Les Fondements du modèle

Les fondements du modèle de psychothérapie
Intelligence relationnelle®

I - Origine

Le modèle Intelligence Relationnelle® (IR) est né de l’expérience clinique et personnelle de son fondateur, François le Doze. Celui-ci neurologue de formation, a commencé la pratique de la psychothérapie dans le cadre de son activité hospitalière de neurologue.

Dans cette position, il a eu l’occasion d’appliquer la méthode de psychothérapie Internal Family Systems (IFS) (Schwartz 2019) (Schwartz, s. d.) à des patients présentant des troubles médicaux (migraines, sclérose en plaques, troubles neurologiques fonctionnels…). L’IFS s’est montré particulièrement adapté à l’application de la psychothérapie aux personnes souffrant de troubles médicaux. Il a progressivement approfondi sa maîtrise du modèle IFS en devenant formateur à ce modèle et a aussi acquis les connaissances indispensables dans le champ de la psychopathologie et de la neurobiologie du traumatisme psychique. 

Le modèle IFS repose sur deux fondements et un levier thérapeutique : le Self et la multiplicité psychique d’une part, et l’autorégulation d’autre part.

Au bout d’une dizaine d’années, il a identifié des difficultés à appréhender certaines problématiques comme les troubles de l’attachement avec cette méthode. Il s’agit en effet de troubles qui se développent à une période de la vie où la maturité du cerveau ne permet pas à celui-ci de fabriquer une mémoire dite épisodique c’est-à-dire qui renvoie à un contexte spatio-temporel de nature à pouvoir être appréhendée plus tard au travers du paradigme des parties. À ce stade du développement de l’individu, seule la mémoire implicite est mobilisable. Celle-ci s’avère indépendante du contexte spatio-temporel et donc non ou mal évocable au travers du paradigme des parties.

Sa rencontre avec Deborah Dana et Deirdre Fay lui a donné des éléments théoriques pour dépasser cette limite. Ces deux personnes ont en effet développé des méthodologies pour mieux comprendre la question de la corégulation. La corégulation, si l’on s’en tient à la relation thérapeutique, traite des mécanismes mis en jeu dans la relation et la communication interhumaine. L’IFS insiste sur la primauté de la relation intrapersonnelle (entre le Self de l’individu et ses propres parties) comme levier thérapeutique par rapport à la relation intersubjective. Or les données en neuroscience montrent que l’organisation cérébrale répond à une hiérarchie qui repose sur le système nerveux autonome qui se modèle dès les premières expériences infantiles dans la relation à autrui (figure dite d’attachement).

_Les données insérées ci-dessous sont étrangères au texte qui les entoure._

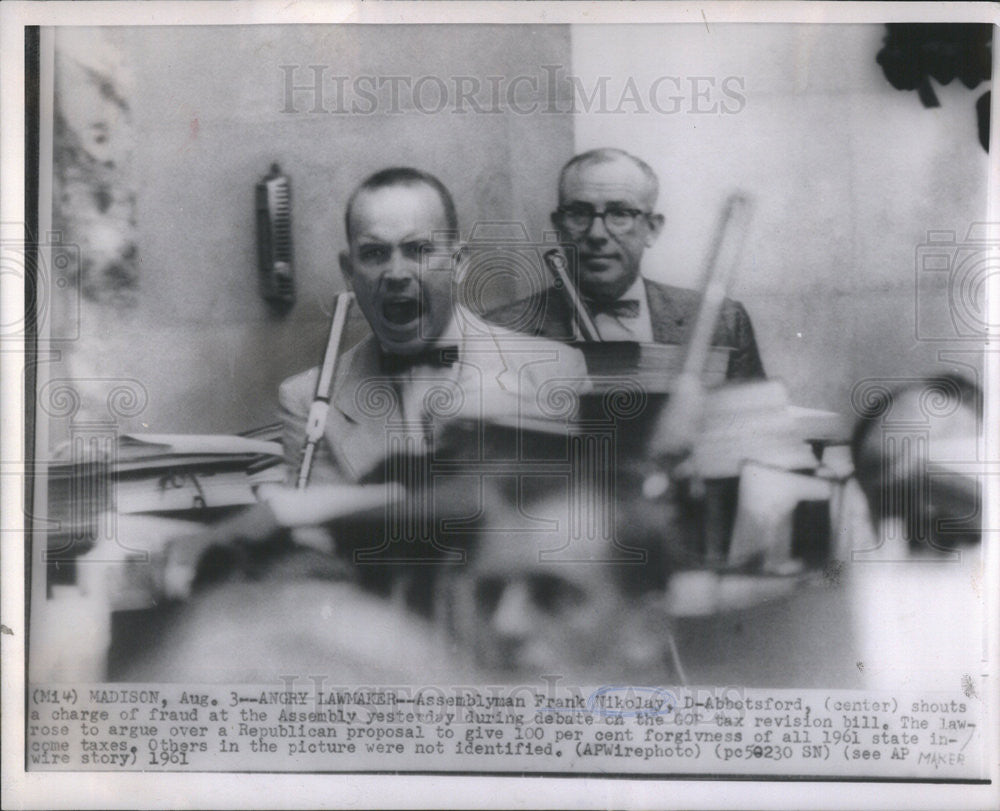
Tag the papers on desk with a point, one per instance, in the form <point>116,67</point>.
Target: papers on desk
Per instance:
<point>165,473</point>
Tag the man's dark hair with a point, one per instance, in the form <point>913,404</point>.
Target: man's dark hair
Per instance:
<point>403,176</point>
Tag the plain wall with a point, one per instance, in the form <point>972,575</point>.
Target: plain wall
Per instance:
<point>847,175</point>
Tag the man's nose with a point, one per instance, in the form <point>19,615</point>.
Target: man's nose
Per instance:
<point>513,616</point>
<point>399,273</point>
<point>598,231</point>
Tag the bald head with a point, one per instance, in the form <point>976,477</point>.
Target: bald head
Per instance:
<point>596,157</point>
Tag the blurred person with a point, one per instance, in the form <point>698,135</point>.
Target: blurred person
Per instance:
<point>912,447</point>
<point>543,594</point>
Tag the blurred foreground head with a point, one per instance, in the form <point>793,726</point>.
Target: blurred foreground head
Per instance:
<point>913,447</point>
<point>558,586</point>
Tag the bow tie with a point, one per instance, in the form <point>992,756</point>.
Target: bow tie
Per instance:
<point>440,356</point>
<point>620,308</point>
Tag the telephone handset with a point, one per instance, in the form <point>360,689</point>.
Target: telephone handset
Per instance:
<point>274,239</point>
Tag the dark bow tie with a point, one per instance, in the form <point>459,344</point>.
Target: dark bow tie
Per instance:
<point>620,308</point>
<point>441,356</point>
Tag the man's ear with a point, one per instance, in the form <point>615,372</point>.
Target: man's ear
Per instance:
<point>656,222</point>
<point>346,267</point>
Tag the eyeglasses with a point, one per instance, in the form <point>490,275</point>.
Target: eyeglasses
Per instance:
<point>578,218</point>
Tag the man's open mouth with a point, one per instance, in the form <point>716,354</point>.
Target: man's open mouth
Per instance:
<point>400,311</point>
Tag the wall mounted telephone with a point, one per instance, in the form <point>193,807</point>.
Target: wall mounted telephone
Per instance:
<point>274,239</point>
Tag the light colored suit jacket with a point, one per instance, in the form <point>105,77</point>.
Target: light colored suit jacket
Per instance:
<point>498,374</point>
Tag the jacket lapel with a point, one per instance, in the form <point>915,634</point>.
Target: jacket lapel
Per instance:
<point>669,324</point>
<point>364,402</point>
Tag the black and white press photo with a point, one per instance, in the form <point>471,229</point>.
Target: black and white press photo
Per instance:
<point>530,395</point>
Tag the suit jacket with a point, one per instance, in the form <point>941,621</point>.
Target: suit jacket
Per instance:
<point>672,311</point>
<point>498,374</point>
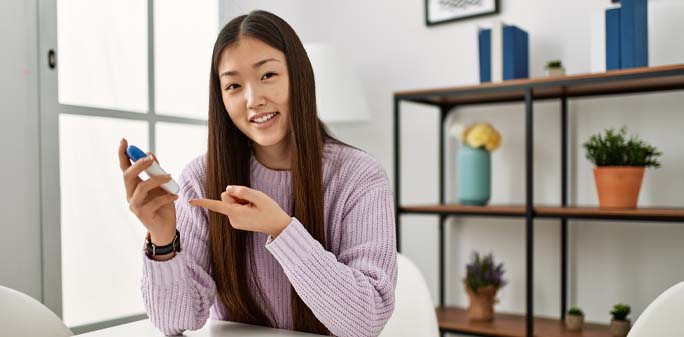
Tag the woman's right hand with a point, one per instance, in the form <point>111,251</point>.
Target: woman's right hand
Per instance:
<point>153,206</point>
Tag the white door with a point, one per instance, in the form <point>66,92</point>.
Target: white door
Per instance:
<point>111,69</point>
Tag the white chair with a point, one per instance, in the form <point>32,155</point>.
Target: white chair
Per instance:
<point>663,317</point>
<point>414,312</point>
<point>23,316</point>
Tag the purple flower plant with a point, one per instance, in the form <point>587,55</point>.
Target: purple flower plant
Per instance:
<point>482,272</point>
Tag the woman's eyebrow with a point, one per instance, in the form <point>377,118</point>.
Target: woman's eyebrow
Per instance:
<point>256,65</point>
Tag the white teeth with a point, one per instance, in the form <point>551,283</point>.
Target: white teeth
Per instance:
<point>264,118</point>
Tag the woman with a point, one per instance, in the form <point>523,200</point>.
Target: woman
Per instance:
<point>279,223</point>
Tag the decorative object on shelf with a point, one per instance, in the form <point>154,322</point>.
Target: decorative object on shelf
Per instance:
<point>627,35</point>
<point>483,279</point>
<point>554,68</point>
<point>503,53</point>
<point>620,164</point>
<point>473,161</point>
<point>613,39</point>
<point>620,324</point>
<point>443,11</point>
<point>574,319</point>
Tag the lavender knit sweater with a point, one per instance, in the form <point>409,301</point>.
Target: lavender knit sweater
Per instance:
<point>348,285</point>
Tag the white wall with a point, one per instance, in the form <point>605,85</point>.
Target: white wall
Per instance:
<point>393,50</point>
<point>20,245</point>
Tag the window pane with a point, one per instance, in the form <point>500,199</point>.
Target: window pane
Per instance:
<point>102,58</point>
<point>175,151</point>
<point>184,37</point>
<point>101,239</point>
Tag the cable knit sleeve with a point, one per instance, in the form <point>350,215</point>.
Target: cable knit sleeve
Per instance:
<point>352,293</point>
<point>179,292</point>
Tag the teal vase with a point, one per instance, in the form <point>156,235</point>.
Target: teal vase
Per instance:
<point>473,175</point>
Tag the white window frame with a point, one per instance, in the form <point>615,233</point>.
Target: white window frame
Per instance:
<point>50,110</point>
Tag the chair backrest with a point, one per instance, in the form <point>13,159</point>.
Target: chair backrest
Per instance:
<point>414,313</point>
<point>663,317</point>
<point>23,316</point>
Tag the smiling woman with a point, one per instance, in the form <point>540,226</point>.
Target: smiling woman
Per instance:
<point>280,224</point>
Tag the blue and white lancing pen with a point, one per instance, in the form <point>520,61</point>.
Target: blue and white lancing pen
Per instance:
<point>136,154</point>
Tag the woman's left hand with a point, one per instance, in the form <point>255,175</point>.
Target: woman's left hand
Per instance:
<point>248,209</point>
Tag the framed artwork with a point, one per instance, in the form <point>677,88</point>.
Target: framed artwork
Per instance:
<point>443,11</point>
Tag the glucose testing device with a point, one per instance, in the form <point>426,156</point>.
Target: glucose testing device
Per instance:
<point>136,154</point>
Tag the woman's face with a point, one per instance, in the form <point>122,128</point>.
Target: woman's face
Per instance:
<point>254,85</point>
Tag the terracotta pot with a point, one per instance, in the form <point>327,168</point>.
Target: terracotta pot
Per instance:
<point>618,186</point>
<point>574,322</point>
<point>619,328</point>
<point>481,303</point>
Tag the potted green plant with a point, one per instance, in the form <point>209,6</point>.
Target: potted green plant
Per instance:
<point>574,319</point>
<point>483,279</point>
<point>620,164</point>
<point>620,324</point>
<point>554,68</point>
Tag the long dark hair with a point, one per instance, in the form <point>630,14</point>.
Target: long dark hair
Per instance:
<point>228,157</point>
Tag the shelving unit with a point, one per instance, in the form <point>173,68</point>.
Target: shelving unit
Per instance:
<point>637,80</point>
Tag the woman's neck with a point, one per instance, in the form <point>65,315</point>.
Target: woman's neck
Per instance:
<point>274,157</point>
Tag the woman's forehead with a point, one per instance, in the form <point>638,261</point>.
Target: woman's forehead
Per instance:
<point>248,54</point>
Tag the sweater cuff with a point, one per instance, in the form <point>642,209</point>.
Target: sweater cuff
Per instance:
<point>292,245</point>
<point>164,272</point>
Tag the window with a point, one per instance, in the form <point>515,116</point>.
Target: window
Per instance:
<point>133,69</point>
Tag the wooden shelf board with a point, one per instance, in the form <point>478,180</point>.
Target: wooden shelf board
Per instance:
<point>455,319</point>
<point>592,84</point>
<point>549,211</point>
<point>658,212</point>
<point>463,209</point>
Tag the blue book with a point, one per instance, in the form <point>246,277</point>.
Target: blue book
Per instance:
<point>523,68</point>
<point>634,33</point>
<point>613,50</point>
<point>515,53</point>
<point>485,46</point>
<point>509,50</point>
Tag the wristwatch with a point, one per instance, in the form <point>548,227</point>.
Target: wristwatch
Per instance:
<point>153,250</point>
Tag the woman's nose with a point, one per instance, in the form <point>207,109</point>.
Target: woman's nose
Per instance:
<point>255,97</point>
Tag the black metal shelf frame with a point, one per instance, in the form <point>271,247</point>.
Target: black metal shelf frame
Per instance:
<point>529,215</point>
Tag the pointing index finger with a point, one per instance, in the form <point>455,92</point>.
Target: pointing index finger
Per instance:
<point>213,205</point>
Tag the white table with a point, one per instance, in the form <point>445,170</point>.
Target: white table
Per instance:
<point>215,328</point>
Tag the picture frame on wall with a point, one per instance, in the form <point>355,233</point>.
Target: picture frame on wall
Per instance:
<point>443,11</point>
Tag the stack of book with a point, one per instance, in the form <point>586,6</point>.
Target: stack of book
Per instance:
<point>627,35</point>
<point>504,53</point>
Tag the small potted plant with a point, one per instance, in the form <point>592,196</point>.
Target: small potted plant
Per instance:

II - Les fondements théoriques

Le modèle Internal Family Systems (IFS) offre une modélisation opérationnelle de la conscience appelée Self. C’est la mise en jeu de la conscience (en particulier corporelle) et non le langage qui constitue le levier thérapeutique dans cette méthode.

La pensée systémique à laquelle l’IFS se réfère applique à la vie psychologique des individus des principes de la théorie des systèmes développée dans les champs de la physiologie et de la biologie. Elle permet d’appréhender le fonctionnement psychique comme la tentative de sous-systèmes (appelés parts) de revenir à l’équilibre interne perturbé par la situation externe potentiellement traumatique. Cette conception systémique est aussi une façon de situer l’individu comme un système au sein d’autres systèmes plus larges (couple, famille, pays, société,) interdépendants les uns des autres et interagissant les uns avec les autres.

La théorie de l’attachement ne sera pas détaillée. Elle est mentionnée ici, car elle constitue un cadre de référence au modèle IR. En effet, le thérapeute IR agit de façon explicite comme une figure d’attachement sécure. À partir de cette posture de référence, il sera possible de mettre à jour et de traiter les troubles de l’attachement qui conditionnent la sécurité relationnelle et la progression de la thérapie.

L’étude des processus non seulement neuropsychologiques, mais surtout neurobiologiques qui sous-tendent la mémoire humaine, permet d’établir que la mémoire traumatique que l’on pensait indélébile ne l’est en fait, pas. Le cerveau à travers ses capacités de neuroplasticité a les moyens de se reconfigurer de façon pérenne en abandonnant les émotions et les croyances qui ne lui sont plus utiles pour les remplacer par des informations qui lui permettent de s’actualiser.

La Théorie Polyvagale (TPV) proposée en 1994 est le fruit des travaux de Stephen Porges (Porges 2011) qui a mené des recherches d’ordre neurophysiologique pour étudier les réponses du système nerveux autonome (SNA), dans les situations de danger. Il a décrit des réponses communes à l’animal et à l’homme, inscrites dans la phylogenèse de la construction de leur SNA. Ces découvertes ont déjà un impact considérable dans la compréhension des mécanismes fins et la prise en charge du traumatisme psychique en général et des troubles de l’attachement tout particulièrement. La TPV offre un cadre à la fois conceptuel et opérationnel très efficient, car elle permet de décoder les empreintes corporelles de ces traumatismes et grâce à la mise en jeu de la neuroplasticité, de favoriser une reconfiguration stable du SNA pour assurer la sécurité relationnelle.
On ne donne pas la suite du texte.